I put the stem back on the “Malaga” Imported Briar Saddle Stem Billiard and took it to the buffer. I buffed the bowl and stem with Blue Diamond to polish the briar and the vulcanite. Blue Diamond does a great job on the smaller scratches that remain in both. I gave the bowl and the stem several coats of carnauba wax and buffed the pipe with a clean buffing pad to raise the shine. I hand buffed it with a microfiber cloth to deepen the shine. I am amazed at how well it turned out. The finished pipe is shown in the photos below. This is a beautiful “Malaga” Saddle Stem Billiard with a smooth finish and the vulcanite saddle stem has a great look. The dimensions of the pipe are Length: 5 ½ inches, Height: 1 ½ inches, Outside diameter of the bowl: 1 ¼ inches, Chamber diameter: ¾ of an inch. The weight of the pipe is 1.16 ounces/33 grams.
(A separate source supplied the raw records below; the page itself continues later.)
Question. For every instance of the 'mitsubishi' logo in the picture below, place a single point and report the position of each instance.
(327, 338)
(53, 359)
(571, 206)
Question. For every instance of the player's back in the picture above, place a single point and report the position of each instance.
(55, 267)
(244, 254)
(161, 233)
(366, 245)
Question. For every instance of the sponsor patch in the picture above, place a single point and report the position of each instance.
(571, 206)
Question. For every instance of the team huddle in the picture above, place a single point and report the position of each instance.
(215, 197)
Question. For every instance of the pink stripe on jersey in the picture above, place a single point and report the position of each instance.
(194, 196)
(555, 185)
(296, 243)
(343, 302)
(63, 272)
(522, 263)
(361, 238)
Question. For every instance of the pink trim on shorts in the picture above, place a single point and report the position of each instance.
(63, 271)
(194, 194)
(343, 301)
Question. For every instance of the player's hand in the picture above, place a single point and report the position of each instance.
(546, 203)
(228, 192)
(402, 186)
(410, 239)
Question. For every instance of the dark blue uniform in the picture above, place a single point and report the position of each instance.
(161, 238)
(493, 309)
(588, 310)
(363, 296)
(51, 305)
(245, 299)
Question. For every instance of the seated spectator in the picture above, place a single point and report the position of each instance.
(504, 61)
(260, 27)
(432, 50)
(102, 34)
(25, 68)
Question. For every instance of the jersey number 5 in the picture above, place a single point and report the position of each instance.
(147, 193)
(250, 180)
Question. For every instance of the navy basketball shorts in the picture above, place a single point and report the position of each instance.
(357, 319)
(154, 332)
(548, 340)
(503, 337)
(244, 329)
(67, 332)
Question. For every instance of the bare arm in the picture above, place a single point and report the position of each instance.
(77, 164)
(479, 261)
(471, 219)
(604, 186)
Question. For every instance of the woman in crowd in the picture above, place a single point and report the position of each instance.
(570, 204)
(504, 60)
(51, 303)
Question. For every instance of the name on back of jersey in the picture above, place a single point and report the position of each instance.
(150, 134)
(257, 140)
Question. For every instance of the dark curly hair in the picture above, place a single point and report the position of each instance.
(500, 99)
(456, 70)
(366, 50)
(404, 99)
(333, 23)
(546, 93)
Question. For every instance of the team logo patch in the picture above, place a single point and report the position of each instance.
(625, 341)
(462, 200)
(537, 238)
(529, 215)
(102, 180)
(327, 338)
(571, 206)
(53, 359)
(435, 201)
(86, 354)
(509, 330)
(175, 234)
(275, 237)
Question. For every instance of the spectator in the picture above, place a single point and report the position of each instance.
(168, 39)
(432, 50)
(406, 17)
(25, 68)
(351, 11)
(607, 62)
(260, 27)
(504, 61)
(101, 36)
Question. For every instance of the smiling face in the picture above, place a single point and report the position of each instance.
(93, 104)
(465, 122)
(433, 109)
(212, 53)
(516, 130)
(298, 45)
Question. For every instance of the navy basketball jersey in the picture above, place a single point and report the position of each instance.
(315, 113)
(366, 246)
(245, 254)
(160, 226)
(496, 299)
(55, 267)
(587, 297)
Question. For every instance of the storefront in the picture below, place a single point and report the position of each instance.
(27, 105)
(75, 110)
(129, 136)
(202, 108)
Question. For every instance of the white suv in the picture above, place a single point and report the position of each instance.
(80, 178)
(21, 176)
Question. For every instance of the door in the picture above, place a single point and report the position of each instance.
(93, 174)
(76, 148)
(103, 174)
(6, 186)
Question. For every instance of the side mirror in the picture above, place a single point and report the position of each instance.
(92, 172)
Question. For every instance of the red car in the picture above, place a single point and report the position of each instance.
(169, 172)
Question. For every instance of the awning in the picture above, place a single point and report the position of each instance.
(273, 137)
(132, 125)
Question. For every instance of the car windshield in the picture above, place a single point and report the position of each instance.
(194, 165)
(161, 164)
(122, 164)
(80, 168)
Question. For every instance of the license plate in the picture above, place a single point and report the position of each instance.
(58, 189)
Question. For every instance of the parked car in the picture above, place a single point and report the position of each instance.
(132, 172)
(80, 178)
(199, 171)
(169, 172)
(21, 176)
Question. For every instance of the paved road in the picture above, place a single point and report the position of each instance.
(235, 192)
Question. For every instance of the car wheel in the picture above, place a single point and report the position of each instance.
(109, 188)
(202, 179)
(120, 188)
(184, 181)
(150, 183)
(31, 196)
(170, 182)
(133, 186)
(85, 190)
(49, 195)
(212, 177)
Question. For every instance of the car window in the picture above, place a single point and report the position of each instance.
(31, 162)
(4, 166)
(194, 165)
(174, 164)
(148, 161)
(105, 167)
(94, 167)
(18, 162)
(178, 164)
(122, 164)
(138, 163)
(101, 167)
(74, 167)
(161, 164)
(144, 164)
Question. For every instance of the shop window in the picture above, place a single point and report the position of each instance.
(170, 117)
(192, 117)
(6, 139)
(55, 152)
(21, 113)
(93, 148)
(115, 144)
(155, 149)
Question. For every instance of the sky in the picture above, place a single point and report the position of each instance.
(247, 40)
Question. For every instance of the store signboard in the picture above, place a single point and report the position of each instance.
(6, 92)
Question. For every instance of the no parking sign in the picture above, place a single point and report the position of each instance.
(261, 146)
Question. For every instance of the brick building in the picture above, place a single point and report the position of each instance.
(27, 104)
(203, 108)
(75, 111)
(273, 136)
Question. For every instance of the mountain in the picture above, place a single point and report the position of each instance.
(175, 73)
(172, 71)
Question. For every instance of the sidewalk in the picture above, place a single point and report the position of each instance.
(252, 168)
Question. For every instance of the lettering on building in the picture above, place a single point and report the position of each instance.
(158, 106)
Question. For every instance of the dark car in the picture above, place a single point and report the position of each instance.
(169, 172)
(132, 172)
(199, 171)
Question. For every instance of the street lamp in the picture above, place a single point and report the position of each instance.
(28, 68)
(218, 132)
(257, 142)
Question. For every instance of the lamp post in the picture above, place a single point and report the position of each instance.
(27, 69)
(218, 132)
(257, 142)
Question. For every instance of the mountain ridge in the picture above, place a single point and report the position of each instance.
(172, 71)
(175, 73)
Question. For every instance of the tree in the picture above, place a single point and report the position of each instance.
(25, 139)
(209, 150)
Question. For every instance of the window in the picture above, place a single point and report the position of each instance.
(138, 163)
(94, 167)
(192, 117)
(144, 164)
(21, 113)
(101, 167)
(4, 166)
This is another pipe that I will be putting on the rebornpipes online store in the American Pipe Makers and Pipemaking Companies Section shortly, if you are interested in adding it to your collection. Thanks for walking through the restoration with me on this beauty!

As always, I encourage your questions and comments as you read the blog. Thanks to each of you who are reading this blog. Remember we are not pipe owners; we are pipe men and women who hold our pipes in trust until they pass on into the trust of those who follow us.